Not to put lots of spoilers here, but the story of one generation of gods being conquered by another is the stuff of classic mythology. Many assume it was the Greeks who came up with the idea, what with their Titans and Olympians and all. In actual fact, these stories go back to the earliest recorded mythologies in what is now called western Asia. For whatever reason, people have always thought that there was a generation of older gods that had been overcome by a younger generation. Even some of the archaic names shine through here. Like many of Neal’s books, Fall takes some time to read. It’s long, but it also is the kind of story you like to mull over and not rush through. Life, it seems, is just too busy.

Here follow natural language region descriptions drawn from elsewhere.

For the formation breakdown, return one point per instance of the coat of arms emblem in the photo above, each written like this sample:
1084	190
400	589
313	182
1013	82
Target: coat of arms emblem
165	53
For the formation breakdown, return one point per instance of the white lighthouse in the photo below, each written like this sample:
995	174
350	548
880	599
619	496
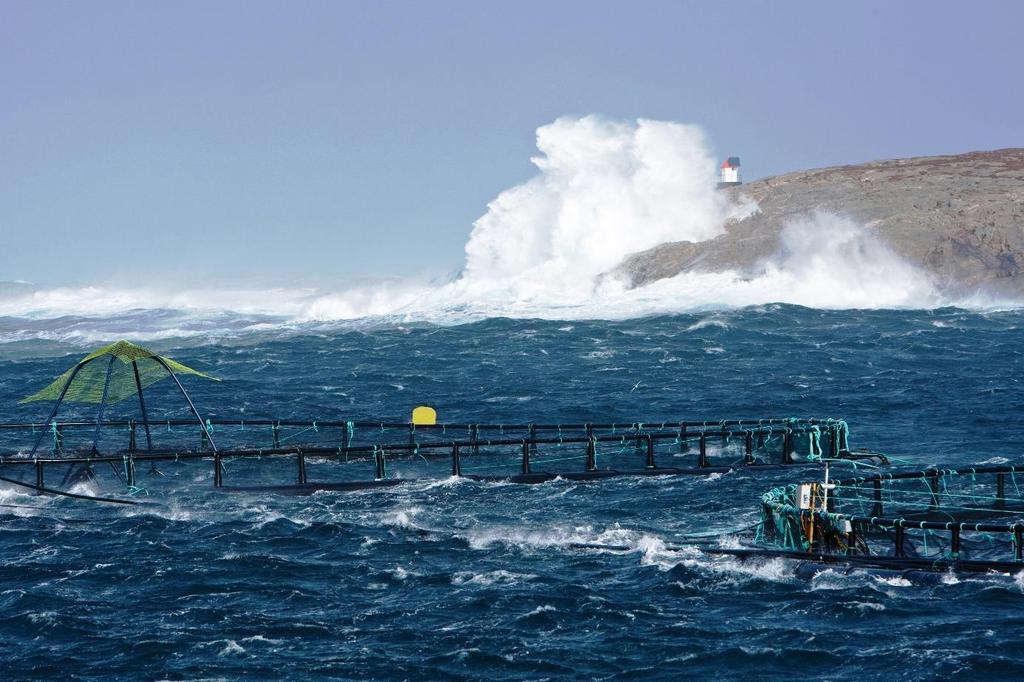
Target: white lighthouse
730	172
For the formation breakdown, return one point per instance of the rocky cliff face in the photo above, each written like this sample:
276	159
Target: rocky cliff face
961	218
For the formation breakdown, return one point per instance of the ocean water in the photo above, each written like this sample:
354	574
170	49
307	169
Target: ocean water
451	579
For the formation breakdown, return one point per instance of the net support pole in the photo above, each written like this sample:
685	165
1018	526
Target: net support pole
188	400
102	403
56	406
456	461
141	405
933	485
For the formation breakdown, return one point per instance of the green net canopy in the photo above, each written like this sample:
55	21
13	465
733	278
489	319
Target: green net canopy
123	359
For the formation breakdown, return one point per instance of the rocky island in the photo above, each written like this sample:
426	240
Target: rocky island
958	218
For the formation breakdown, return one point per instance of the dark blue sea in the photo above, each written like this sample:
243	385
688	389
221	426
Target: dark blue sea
455	580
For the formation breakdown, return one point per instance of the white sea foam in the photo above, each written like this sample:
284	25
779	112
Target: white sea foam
543	249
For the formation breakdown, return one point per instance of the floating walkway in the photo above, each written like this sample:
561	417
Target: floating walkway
968	519
300	457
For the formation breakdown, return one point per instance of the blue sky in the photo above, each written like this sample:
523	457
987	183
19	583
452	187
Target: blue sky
321	141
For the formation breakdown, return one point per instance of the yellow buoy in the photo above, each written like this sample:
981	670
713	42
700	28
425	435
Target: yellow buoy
424	415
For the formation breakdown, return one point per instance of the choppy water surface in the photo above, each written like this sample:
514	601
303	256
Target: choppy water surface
457	580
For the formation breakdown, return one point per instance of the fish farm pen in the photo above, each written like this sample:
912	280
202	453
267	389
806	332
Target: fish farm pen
933	519
926	521
299	457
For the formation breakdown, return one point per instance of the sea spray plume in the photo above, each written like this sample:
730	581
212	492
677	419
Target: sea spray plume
823	260
604	189
830	261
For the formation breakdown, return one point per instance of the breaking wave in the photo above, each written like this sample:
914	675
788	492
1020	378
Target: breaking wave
543	249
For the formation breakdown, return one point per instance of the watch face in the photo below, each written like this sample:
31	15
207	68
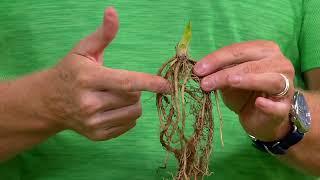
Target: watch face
303	117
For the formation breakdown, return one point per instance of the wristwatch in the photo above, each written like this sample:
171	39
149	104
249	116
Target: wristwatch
300	120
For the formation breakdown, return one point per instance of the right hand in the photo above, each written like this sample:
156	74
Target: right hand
97	102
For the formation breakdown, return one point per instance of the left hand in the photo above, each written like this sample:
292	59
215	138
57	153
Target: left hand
248	75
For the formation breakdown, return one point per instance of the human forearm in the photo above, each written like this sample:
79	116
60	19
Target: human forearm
23	120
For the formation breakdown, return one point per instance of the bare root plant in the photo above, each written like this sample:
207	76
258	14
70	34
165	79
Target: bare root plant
187	104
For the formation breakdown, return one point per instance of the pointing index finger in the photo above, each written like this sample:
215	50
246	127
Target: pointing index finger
130	81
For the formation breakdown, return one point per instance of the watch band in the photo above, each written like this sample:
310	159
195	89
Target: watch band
281	146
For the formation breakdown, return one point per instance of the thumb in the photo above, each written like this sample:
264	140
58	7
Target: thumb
93	45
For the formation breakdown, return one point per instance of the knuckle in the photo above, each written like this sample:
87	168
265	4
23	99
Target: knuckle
134	97
126	84
289	68
90	125
95	136
89	104
82	80
250	68
236	51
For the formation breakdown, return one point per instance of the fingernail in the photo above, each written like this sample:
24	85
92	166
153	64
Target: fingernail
234	79
206	85
200	69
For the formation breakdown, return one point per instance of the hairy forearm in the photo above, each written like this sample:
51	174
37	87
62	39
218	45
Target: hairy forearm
306	154
23	121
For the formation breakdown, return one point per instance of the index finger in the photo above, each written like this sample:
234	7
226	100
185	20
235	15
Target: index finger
130	81
235	54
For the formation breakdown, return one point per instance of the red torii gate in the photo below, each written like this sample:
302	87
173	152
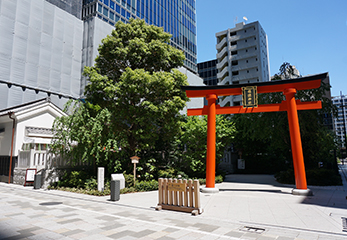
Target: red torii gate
288	87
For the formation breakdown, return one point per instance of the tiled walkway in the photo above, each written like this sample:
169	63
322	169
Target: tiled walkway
247	207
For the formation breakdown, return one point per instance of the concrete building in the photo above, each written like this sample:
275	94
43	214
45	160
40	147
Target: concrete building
45	44
177	17
340	123
243	57
208	72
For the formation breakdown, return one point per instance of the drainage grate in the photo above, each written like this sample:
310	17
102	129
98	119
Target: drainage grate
252	229
344	224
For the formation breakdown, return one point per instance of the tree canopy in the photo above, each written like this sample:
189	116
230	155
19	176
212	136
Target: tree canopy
264	137
132	99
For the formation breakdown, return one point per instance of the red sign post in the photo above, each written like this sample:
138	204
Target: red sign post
287	87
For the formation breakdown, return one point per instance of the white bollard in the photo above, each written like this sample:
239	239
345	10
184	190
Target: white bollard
101	176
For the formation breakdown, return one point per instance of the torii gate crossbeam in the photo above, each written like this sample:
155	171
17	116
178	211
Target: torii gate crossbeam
287	87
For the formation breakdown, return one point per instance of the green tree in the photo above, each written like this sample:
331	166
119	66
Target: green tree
132	99
193	143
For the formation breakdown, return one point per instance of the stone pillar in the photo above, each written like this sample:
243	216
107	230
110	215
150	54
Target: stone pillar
101	177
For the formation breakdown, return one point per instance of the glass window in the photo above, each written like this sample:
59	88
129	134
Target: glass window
105	12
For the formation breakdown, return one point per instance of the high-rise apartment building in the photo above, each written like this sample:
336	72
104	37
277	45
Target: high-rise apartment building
243	57
340	122
208	72
177	17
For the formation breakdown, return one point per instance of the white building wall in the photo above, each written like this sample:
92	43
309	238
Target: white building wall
41	47
242	55
341	103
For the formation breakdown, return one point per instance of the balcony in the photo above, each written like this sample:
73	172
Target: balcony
221	44
221	74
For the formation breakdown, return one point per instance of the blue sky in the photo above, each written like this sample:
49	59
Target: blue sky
310	34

There’s a lot of theological nuance in Fall, and the title clearly has resonance with what many in the Christian tradition categorize as the “Fall.” (Yes, there are Adam and Eve characters.) Those who are inclined to take a less Pauline view of things suggest that said “fall” wasn’t really the introduction of sin into the world. Anyone who reads Genesis closely will see that the word “sin” doesn’t occur in this account at all. One might wonder what the point of the story is, then. I would posit that it is similar to the point of reading books like Fall. To gain wisdom. Reading is an opportunity to do just that. And if readers decide to look into matters they will find a lot of homework awaits them. And those who do it will be rewarded.